Monday, June 13, 2011

The Wallow Fire


(Please click on the title for a reading aloud by the author.)

The dense cloud of smoke drifts closer, first, high among the clouds and then lower and lower. I go around the house and close the windows. The Sandias disappear from view, then the cloud wraps around the Ortiz, then Los Cerrillos, Petroglyph Hill and at the worst of it I can only just make out my neighbor’s house less than a mile away. The Wallow fire is over 200 miles (322 km) away in eastern Arizona. I have never seen anything like this. It touches something elemental in me, I am uneasy, and want to take flight.

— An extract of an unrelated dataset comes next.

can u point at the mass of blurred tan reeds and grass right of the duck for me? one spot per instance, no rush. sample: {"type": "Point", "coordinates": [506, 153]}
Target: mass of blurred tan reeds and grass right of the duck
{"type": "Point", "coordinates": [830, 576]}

It is an acrid cloud smelling of burning grass and oddly, the pungent sweetness of apple wood. Sunset nears and the sun is completely obscured by the cloud. A gentle wind blows from the west, the air is hot though it feels soft. The sky is warm chalky grey, taking on a sickly yellow orange pallor as darkness comes. With the night, a thick cloak falls over the land, it is utterly dark.

As of this writing the fire has consumed 720 square miles (1865 sq. km) and 502 structures, it has been burning since 29 May and is only 10 percent contained. The cause is known to be related to human activity, and an abandoned camp fire is suspected. Imagine if you knew you were the one to have caused something like this.